Valerie Weisler was having a moment of incredible validation: Last year, she had received a grant from a foundation for Jewish camps to be a teaching artist. She spent her summer traveling to camps, community centers, and synagogues in 13 states and in five countries, where she delighted in sharing her story of founding The Validation Project and working with young people on solving issues and problems they see in the world. In fact, the organization helps to turn their struggles into “teenage super powers.”
“Being able to see the work I do in such a hands-on way and to observe the kids react to it in front of me was absolutely amazing,” Valerie shares. “This was the first time that I was doing something with another group of young people every single day, and it reminded me of why I do this work.”
“This work” is in educating young people about their self-worth and then giving them the resources and support through her international organization to use it to address social justice issues, including bullying, discrimination, LGBTQ rights and religious identities. Impressively, The Validation Project now works with more than 6,000 teenagers in 105 countries through one-on-one mentoring and pro-kindness curriculum in 1,000 K-12 schools.
She started The Validation Project as a young teen who was bullied at school. After witnessing the bullying of a fellow high school student, she spoke aloud two words that changed his life—and hers: “You matter.” “One of the coolest things for me personally is that I started this at 14,” she shares. “I feel like it’s been with me through my entire adolescence and I’ve learned so much about myself along the way. My vision has also grown as I’ve realized more systemic issues that cause struggles for students, especially during their teenage years.”
Now seven years later and on the cusp of graduating from Muhlenberg College in Allentown, Pennsylvania, Valerie opens up about what’s next for her and the organization.
College collaborators: The Validation Project plans to launch a college fellowship program to enable students around the world to serve as official collaborators with the organization. An application will be available soon on the website.
More kindness and self-esteem: Valerie and her team are looking to introduce pro-kindness curriculum to even more K-12 students and to bring self-esteem workshops to middle school students. “Insecurities flare up at this age,” she says. “The idea is to create an active, supportive environment so kids know their self-worth and know how to use it for the good of other people as they grow older.”
Free transportation: As part of Valerie’s Education Advocacy studies at Muhlenberg College, her thesis explores the impact a lack of free transportation has on urban schools and its correlation with student education opportunities. “I believe it’s impeding their future and access to opportunities that might otherwise be available,” she says. “It also impacts what I’m doing with The Validation Project. I could have a chapter at a school, for example, but if a student can’t get to a meeting, that’s a roadblock.”

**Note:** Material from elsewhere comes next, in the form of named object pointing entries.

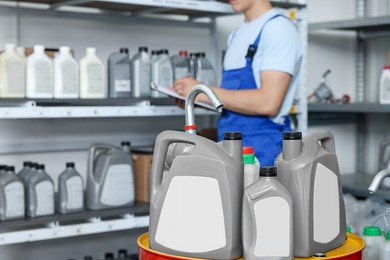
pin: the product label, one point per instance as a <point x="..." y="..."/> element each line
<point x="75" y="192"/>
<point x="181" y="72"/>
<point x="14" y="200"/>
<point x="122" y="81"/>
<point x="191" y="200"/>
<point x="16" y="78"/>
<point x="122" y="85"/>
<point x="118" y="187"/>
<point x="386" y="88"/>
<point x="326" y="205"/>
<point x="273" y="227"/>
<point x="70" y="78"/>
<point x="43" y="77"/>
<point x="207" y="76"/>
<point x="45" y="198"/>
<point x="166" y="76"/>
<point x="145" y="79"/>
<point x="95" y="78"/>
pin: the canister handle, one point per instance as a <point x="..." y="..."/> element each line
<point x="160" y="152"/>
<point x="383" y="162"/>
<point x="325" y="138"/>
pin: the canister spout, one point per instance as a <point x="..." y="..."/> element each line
<point x="190" y="126"/>
<point x="377" y="181"/>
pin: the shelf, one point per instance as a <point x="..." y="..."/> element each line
<point x="357" y="185"/>
<point x="14" y="109"/>
<point x="148" y="11"/>
<point x="362" y="24"/>
<point x="348" y="108"/>
<point x="76" y="224"/>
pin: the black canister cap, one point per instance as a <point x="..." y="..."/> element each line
<point x="268" y="171"/>
<point x="10" y="168"/>
<point x="27" y="164"/>
<point x="70" y="165"/>
<point x="124" y="50"/>
<point x="232" y="136"/>
<point x="122" y="252"/>
<point x="109" y="256"/>
<point x="292" y="136"/>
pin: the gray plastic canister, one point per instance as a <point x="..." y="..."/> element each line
<point x="12" y="199"/>
<point x="40" y="193"/>
<point x="268" y="228"/>
<point x="140" y="74"/>
<point x="119" y="78"/>
<point x="110" y="178"/>
<point x="70" y="190"/>
<point x="196" y="211"/>
<point x="309" y="170"/>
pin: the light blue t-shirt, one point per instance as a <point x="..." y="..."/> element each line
<point x="279" y="49"/>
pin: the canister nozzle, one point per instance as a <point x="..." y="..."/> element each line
<point x="190" y="126"/>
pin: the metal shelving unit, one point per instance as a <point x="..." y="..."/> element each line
<point x="77" y="224"/>
<point x="81" y="109"/>
<point x="366" y="28"/>
<point x="349" y="108"/>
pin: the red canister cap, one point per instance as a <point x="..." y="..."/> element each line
<point x="183" y="53"/>
<point x="247" y="150"/>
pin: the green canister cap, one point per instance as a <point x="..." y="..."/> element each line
<point x="372" y="231"/>
<point x="248" y="158"/>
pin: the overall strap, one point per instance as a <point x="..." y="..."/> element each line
<point x="253" y="47"/>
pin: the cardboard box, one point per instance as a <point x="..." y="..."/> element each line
<point x="142" y="165"/>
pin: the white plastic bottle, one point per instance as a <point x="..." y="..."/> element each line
<point x="373" y="237"/>
<point x="251" y="170"/>
<point x="181" y="65"/>
<point x="140" y="73"/>
<point x="39" y="74"/>
<point x="204" y="70"/>
<point x="92" y="76"/>
<point x="66" y="75"/>
<point x="12" y="74"/>
<point x="384" y="249"/>
<point x="22" y="54"/>
<point x="162" y="72"/>
<point x="384" y="86"/>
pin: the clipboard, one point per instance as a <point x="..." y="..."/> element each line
<point x="170" y="92"/>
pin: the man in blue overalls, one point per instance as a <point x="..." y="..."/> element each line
<point x="259" y="79"/>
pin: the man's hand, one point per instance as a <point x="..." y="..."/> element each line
<point x="184" y="85"/>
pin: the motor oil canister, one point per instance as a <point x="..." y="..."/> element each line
<point x="196" y="211"/>
<point x="140" y="74"/>
<point x="70" y="190"/>
<point x="268" y="228"/>
<point x="309" y="170"/>
<point x="119" y="78"/>
<point x="40" y="193"/>
<point x="12" y="202"/>
<point x="110" y="178"/>
<point x="25" y="171"/>
<point x="251" y="169"/>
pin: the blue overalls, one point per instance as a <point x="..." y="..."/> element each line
<point x="264" y="135"/>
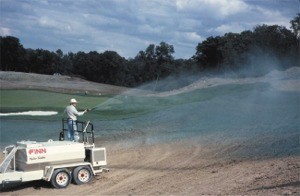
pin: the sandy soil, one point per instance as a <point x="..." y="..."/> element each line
<point x="60" y="83"/>
<point x="180" y="168"/>
<point x="184" y="167"/>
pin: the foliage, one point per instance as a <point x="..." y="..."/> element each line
<point x="232" y="51"/>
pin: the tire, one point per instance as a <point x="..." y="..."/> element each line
<point x="61" y="178"/>
<point x="82" y="175"/>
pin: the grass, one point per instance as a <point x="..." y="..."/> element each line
<point x="107" y="107"/>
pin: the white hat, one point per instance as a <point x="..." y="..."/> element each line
<point x="73" y="101"/>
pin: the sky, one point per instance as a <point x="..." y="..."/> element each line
<point x="129" y="26"/>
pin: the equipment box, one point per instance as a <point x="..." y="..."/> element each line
<point x="97" y="156"/>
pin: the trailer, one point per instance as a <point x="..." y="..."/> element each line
<point x="58" y="162"/>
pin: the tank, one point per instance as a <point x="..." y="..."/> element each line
<point x="33" y="155"/>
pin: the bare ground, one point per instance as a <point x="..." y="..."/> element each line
<point x="184" y="167"/>
<point x="180" y="168"/>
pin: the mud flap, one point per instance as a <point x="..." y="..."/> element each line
<point x="61" y="136"/>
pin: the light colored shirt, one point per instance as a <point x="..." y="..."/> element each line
<point x="72" y="112"/>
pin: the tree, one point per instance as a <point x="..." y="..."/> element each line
<point x="12" y="54"/>
<point x="164" y="52"/>
<point x="295" y="25"/>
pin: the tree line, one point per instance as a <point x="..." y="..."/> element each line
<point x="232" y="51"/>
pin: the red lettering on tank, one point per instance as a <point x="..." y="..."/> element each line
<point x="37" y="151"/>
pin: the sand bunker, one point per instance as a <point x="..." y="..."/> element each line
<point x="30" y="113"/>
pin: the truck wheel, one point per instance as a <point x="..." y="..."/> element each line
<point x="61" y="178"/>
<point x="82" y="175"/>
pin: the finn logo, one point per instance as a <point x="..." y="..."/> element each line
<point x="37" y="151"/>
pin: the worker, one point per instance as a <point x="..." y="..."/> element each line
<point x="72" y="114"/>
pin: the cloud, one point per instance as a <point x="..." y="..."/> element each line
<point x="214" y="8"/>
<point x="232" y="27"/>
<point x="128" y="26"/>
<point x="5" y="31"/>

Summer at the museum: Valerie is proud to have been selected as a Truman Scholar. The national scholarship program chooses college students ready to dedicate their lives to public service and awards a grant of $30,000 toward graduate studies. As part of this, unless things change as a result of the current health crisis, Valerie plans to move to Washington, DC this summer to serve as an education intern at the National Children’s Museum.
Mastering Ireland: Following her time in DC, Valerie plans to move to Northern Ireland, where she will study Children’s Rights as part of a master’s degree program at Queen’s University Belfast. “My work leading this organization has made me realize I want to dedicate my life to children’s rights,” she says. “I ultimately want to fundraise enough so that I can come back to the U.S. and lead The Validation Project full time.” Since part of Valerie’s master’s program focuses on public policy research and design, she is also hoping to use what she learns to develop a think tank. This would enable students to turn to The Validation Project with their issues. It will also allow the organization to have policymakers and lawyers available to collaborate.
“If someone told me this was going to be as big as it is now back then, I probably would have been too afraid to start it,” says Valerie. “You truly never know what your ideas will become; the world is your kosher oyster and there’s power in that. I try to relay that message to all the students I work with.”
Back to Her Roots
When Valerie, a USY and Ramah alumna, was recently honored with the USCJ Cardin Award, she felt like she had connected with her roots. “This is where everything started for me,” she says. “My Jewish identity has played a huge role in my belief in myself and the work I do. I joined USY in 6th grade and fell in love with it. To be honored by the parent organization of the program that gave me validation for the first time is incredible.”